The government gets away with it

Looking at the print edition of The Sunday Times this morning, I could not help but feel a little smug on seeing the headline, "Carrier delays put navy's air defence at risk". After all, I did this story on 29 October, nearly a full month ago.

At least, I thought, the paper did run the story, albeit tucked into the gutter on page 8, leaving the front page to a photograph of the rowers who plan to cross the Atlantic in the nude.

Referring to the online edition for a link, however, put a different perspective on the Times's "scoop". It had been replaced by a much, much more important defence story, headed: "MoD probe into naked marines' initiation fight", the writer slavering over the details of "naked marines" shown "reportedly cheering as two new recruits are ordered to fight each other."

Being far too serious, the carrier story had been relegated to three short paragraphs at the end, the only new fact surviving being the news that the overall cost of the ships is predicted to climb from £2.8 billion to as much as £4.2 billion.

In a week where there have been important, even sinister developments in the (lack of) defence of our nation, the government must be counting its blessing that the media is so utterly useless on defence issues, and so easily distracted by by trivia.

It is to Booker in his Sunday Telegraph column, therefore, that adult readers must turn for some serious defence news – having got past the front-page story on sex slaves, which no doubt had readers enthralled.

Booker weaves together the pieces that have appeared on this blog, writing that last week moved up by several notches the slow-motion catastrophe unfolding over Britain's defence policy, ending our "special relationship" with the US and committing us to total dependence on our EU partners:

First, EU defence ministers confirmed their moves towards creating a "European defence industry", which is in practice committing Britain to waste billions of pounds buying equipment from our EU partners, when we would formerly have bought superior and cheaper equipment made in the US or Britain.

Second, President Bush had to cave in to the US Congress's wish to end the release to Britain of sensitive technological information, on the grounds that we can no longer be trusted not to pass this on to other EU countries or China. This spells an end to such joint Anglo-US defence projects as the F-35 joint strike fighter.

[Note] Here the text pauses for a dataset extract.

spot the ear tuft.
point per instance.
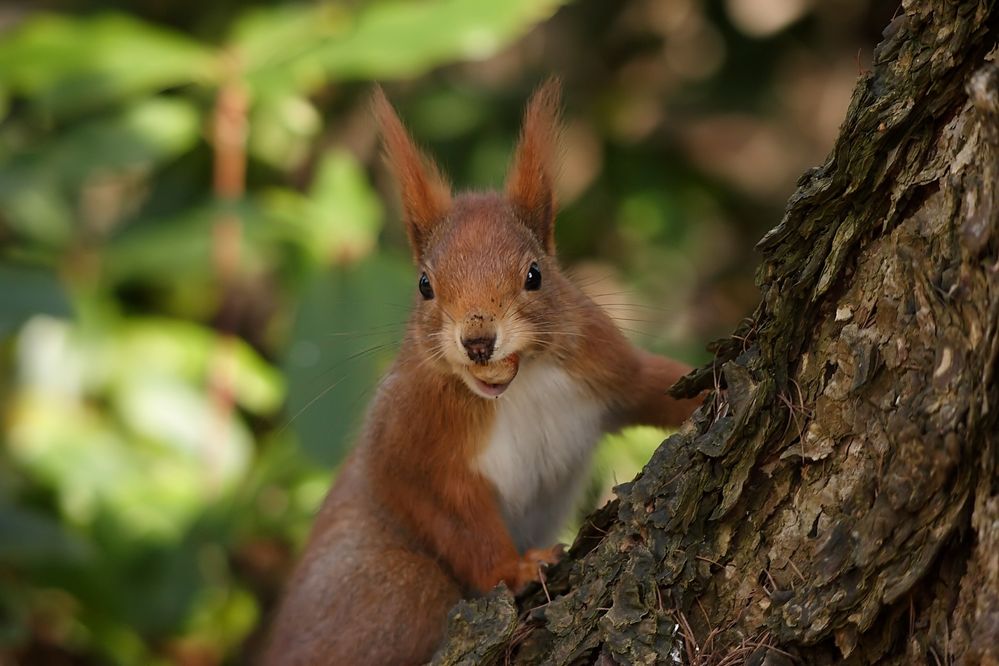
(426, 194)
(530, 182)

Third, the Ministry of Defence provided "non-answers" to questions put by MPs, including the Tories' front-bench spokesman Gerald Howarth, on the recent decision, revealed in this column, that we are to lose our last explosives-making facilities, making us wholly dependent on explosives imported from abroad. The MoD refuses to say where all the explosives for Britain's Armed Forces will in future be made.

Meanwhile the National Audit Office covered up for the MoD by producing a joke report on various recent defence projects. It congratulated the MoD for bringing in on time the Javelin anti-tank missile, without admitting that this has been available since 1996, and that we only bought it from the US after wasting £109 million on a Continental version that did not work.

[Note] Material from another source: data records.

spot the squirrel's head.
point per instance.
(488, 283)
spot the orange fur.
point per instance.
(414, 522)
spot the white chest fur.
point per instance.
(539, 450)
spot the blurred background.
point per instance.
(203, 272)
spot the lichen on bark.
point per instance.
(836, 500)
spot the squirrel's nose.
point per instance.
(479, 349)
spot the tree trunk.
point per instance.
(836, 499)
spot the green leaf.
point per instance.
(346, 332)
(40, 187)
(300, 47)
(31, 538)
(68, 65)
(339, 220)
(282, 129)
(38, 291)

The NAO approved the Army's biggest ever truck purchase from the German firm MAN, without pointing out that the trucks failed to meet specification and that better vehicles could have been bought from two US-British consortia. The report congratulated the MoD on "saving £157 million" on its order for a French missile for the Eurofighter, without pointing out that it could have saved £900 million by buying the US equivalent.

The NAO also fell for MoD spin that it had "saved £145 million" by reducing the efficiency of its three planned Type-45 destroyers, equipped only with French anti-aircraft missiles and costing £1 billion each. It did not explain that we could have followed the example of the Australian Navy by buying US-designed ships, British-built and equipped also to fire cruise and anti-submarine missiles. Complete with missile systems, these would have cost only £600 million each, saving £1.2 billion for much more capable ships.

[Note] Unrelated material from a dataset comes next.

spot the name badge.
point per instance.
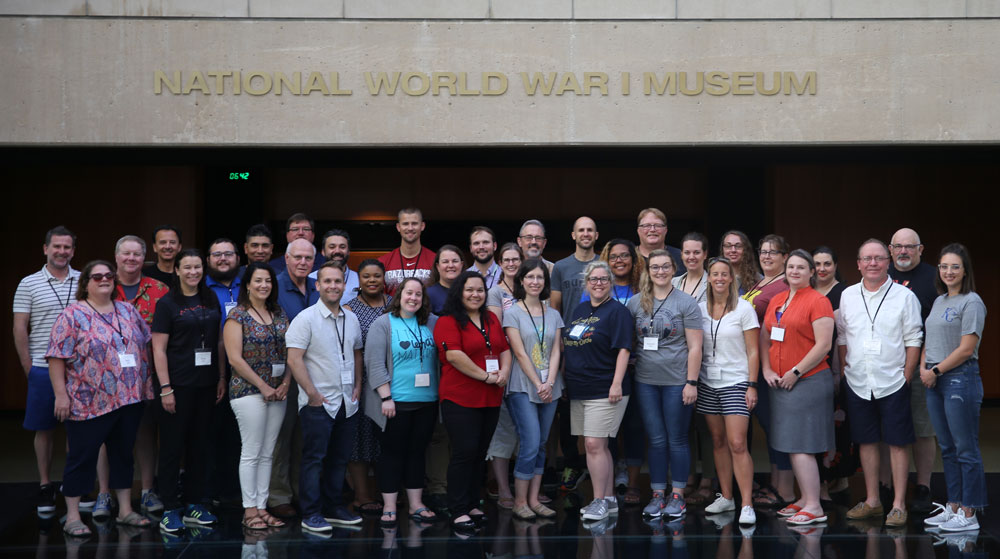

Finally the Queen gave Royal Assent to the MoD's scrapping of our last county-based infantry regiments, to be merged into new "large regiments" to fit the British Army to the needs of the "European Rapid Reaction Force".
Not a good week, concludes Booker. "But the Government gets away with it, not least because defence now arouses so little interest," he adds. How appropriate that the Sunday Times is so quick to prove his point.